By Pete Kobelt, Director of Mass Timber Solutions, Structure Tone Southwest
Cross laminated timber, or CLT, traces its origins to advances in wood processing and fabrication about 30 years ago in Austria, Germany, and Switzerland. Ten years later, the publication of Holzmassivbauweise (“solid wood construction”) provided the AEC industry with national guidelines for use of CLT in multistory buildings. The guidelines stimulated significant interest in countries with strong forest management histories, high- performance building energy standards, and an emerging interest in reducing the carbon footprint of high embodied energy construction materials like concrete and steel. By removing and sequestering carbon from the atmosphere during growth, trees provide a vast renewable resource that reduces the carbon footprint of buildings while simultaneously offering the opportunity to build faster by using prefabricated components and to deliver buildings that, in turn, use less energy to heat and cool.
The idea of growing our buildings really starts to take hold when we consider a case study at the University of Arkansas in Fayetteville. The State of Arkansas has 19 million acres of trees that grow 71 tons of wood fiber every 60 seconds. Two recent significant mass timber projects on campus utilized 5,000m3 (175,00ft3) of mass timber components. That volume could be grown in the state’s forest in just three hours. So in the time it takes to deliver one truckload of timber from the factory to the jobsite, the forest would have already replaced all the wood fiber needed for both buildings.
In the US, the APA (American Plywood Association) published the APA PRG-320 Manufacturing Standard for Performance-Rated Cross Laminated Timber in 2012. This too stimulated a dramatic uptake of CLT in commercial construction. Today there are five mass timber component manufacturers/fabricators in Canada and another seven in the US, with more to follow.
WHY MASS TIMBER? WHY NOW?
As the construction industry faces acute and worsening skilled labor shortages, prefabrication and automated off-site construction offers numerous advantages. Precision-controlled factory environments with technologically advanced processing and fabrication equipment delivers extremely precise mass timber components and can run three shifts if warranted. The factory Katerra built in Spokane, Washington, which has now been purchased by Mercer International, has the capacity to produce 6,475,000ft3 of CLT per year, which equals 80,000,000 board feet of lumber, or 12,000,000sf of structural construction material.
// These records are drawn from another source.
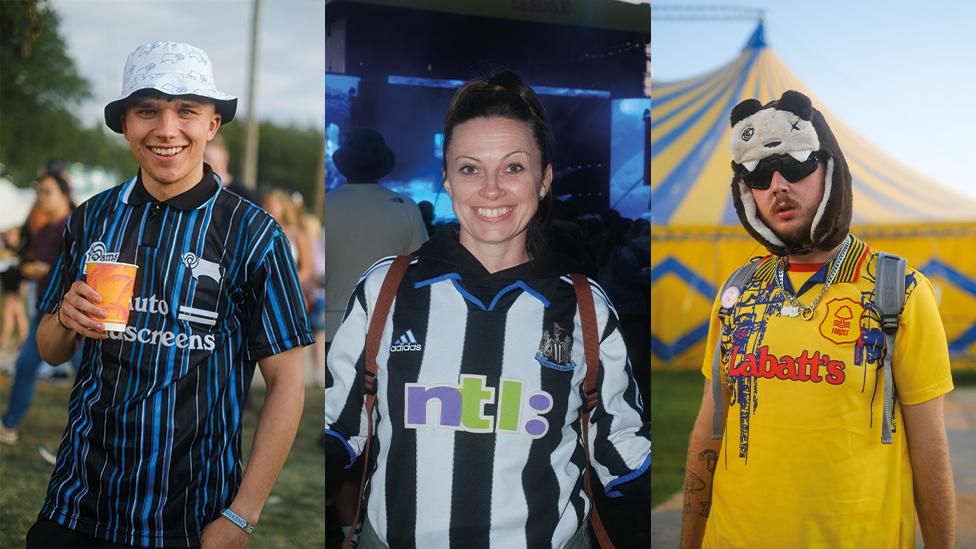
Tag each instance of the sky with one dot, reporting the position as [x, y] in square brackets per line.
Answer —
[100, 34]
[899, 73]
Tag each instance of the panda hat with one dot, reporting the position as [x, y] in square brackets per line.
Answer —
[789, 126]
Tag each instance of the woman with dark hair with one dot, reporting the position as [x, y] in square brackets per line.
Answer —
[480, 372]
[45, 228]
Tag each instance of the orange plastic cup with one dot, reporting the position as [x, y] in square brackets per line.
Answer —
[115, 282]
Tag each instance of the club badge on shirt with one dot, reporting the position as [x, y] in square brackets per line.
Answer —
[842, 323]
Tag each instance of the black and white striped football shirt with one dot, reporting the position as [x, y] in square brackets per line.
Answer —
[477, 438]
[152, 449]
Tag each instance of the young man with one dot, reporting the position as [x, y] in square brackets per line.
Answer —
[821, 448]
[151, 455]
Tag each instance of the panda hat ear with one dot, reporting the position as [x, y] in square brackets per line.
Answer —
[744, 110]
[796, 103]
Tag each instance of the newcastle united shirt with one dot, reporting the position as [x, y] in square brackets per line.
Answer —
[477, 438]
[152, 449]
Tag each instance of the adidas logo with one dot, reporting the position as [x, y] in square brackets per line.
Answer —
[406, 343]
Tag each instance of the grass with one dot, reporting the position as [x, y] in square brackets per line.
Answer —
[675, 399]
[293, 516]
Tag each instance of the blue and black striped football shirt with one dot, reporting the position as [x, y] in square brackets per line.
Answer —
[152, 449]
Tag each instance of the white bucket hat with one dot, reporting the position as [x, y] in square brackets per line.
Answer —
[172, 68]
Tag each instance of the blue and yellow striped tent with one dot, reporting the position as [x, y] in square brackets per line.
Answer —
[697, 239]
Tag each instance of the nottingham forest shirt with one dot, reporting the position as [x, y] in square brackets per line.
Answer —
[152, 449]
[802, 462]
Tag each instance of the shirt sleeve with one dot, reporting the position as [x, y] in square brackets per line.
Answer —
[714, 333]
[345, 397]
[278, 320]
[620, 431]
[920, 364]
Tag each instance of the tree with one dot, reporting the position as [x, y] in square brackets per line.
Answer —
[39, 85]
[288, 157]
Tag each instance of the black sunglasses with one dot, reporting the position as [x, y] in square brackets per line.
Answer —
[790, 168]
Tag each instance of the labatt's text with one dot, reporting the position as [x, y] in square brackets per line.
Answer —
[806, 367]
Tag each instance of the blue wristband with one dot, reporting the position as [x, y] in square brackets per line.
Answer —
[240, 521]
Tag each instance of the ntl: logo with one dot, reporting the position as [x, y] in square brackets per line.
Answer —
[462, 406]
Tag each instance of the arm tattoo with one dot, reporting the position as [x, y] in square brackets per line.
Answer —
[694, 483]
[710, 457]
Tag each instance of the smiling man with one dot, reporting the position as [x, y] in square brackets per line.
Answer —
[151, 455]
[821, 422]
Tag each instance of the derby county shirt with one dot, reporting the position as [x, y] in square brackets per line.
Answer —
[152, 449]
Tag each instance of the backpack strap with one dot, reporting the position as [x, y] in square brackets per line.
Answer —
[889, 295]
[738, 280]
[374, 335]
[591, 395]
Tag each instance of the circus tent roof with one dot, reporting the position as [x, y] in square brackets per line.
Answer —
[690, 160]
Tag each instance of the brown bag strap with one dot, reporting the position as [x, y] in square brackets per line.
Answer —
[374, 335]
[591, 396]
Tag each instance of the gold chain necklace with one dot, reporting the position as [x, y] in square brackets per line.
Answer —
[796, 307]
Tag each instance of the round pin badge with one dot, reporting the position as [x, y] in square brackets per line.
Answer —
[730, 296]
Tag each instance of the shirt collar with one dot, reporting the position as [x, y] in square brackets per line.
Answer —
[191, 199]
[850, 269]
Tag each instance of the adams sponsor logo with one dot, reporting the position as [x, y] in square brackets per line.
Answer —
[96, 253]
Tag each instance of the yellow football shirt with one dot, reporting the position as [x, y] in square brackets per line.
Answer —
[802, 464]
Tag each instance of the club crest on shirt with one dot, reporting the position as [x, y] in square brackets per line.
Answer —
[556, 349]
[842, 321]
[200, 267]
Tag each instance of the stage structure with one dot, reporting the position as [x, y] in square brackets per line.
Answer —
[393, 65]
[696, 237]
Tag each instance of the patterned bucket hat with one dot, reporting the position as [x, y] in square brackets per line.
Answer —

Putting that into a typical 6-story, 200,000sf mass timber office would equal 60 office buildings produced in the factory each year.
CLIMATE CHANGE & ESG
There can be no further denial about climate change. It is upon us with a vengeance and, in some cases, has already exceeded some of the most dire predictions. Harvesting and replanting smaller diameter timber resources reduces fuels and fire risk for our forests. As temperatures warm and droughts persist, the forests lose their innate ability to fight insects and become increasingly prone to catastrophic fire and the subsequent massive release of a carbon “bomb” back into the atmosphere. Placing value on our forests as forests and protecting them from development affords us a vastly renewable resource while protecting clean air and water when done mindfully and sustainably.
Innovation like mass timber design, engineering, manufacturing, and construction across the AEC industries can be leveraged to meet emerging and increasingly urgent environmental, social, and governance (ESG) goals. Most, if not all, of the major tech companies, auto makers, and corporations like Walmart are making profound commitments to reducing their carbon footprints. Walmart reimagined a significant portion of their new home office campus in mass timber, resulting in 2Msf of mass timber office, fitness center, and other amenity buildings, resulting in the largest mass timber construction project in the world. Others, like Microsoft, are even seeking carbon neutrality retroactive to their inception.
Commitments like these are no small tasks. Reimagining how they build, what they build with, and how they operate their buildings—including strategies like CLT—is critical to helping them achieve these ambitious goals.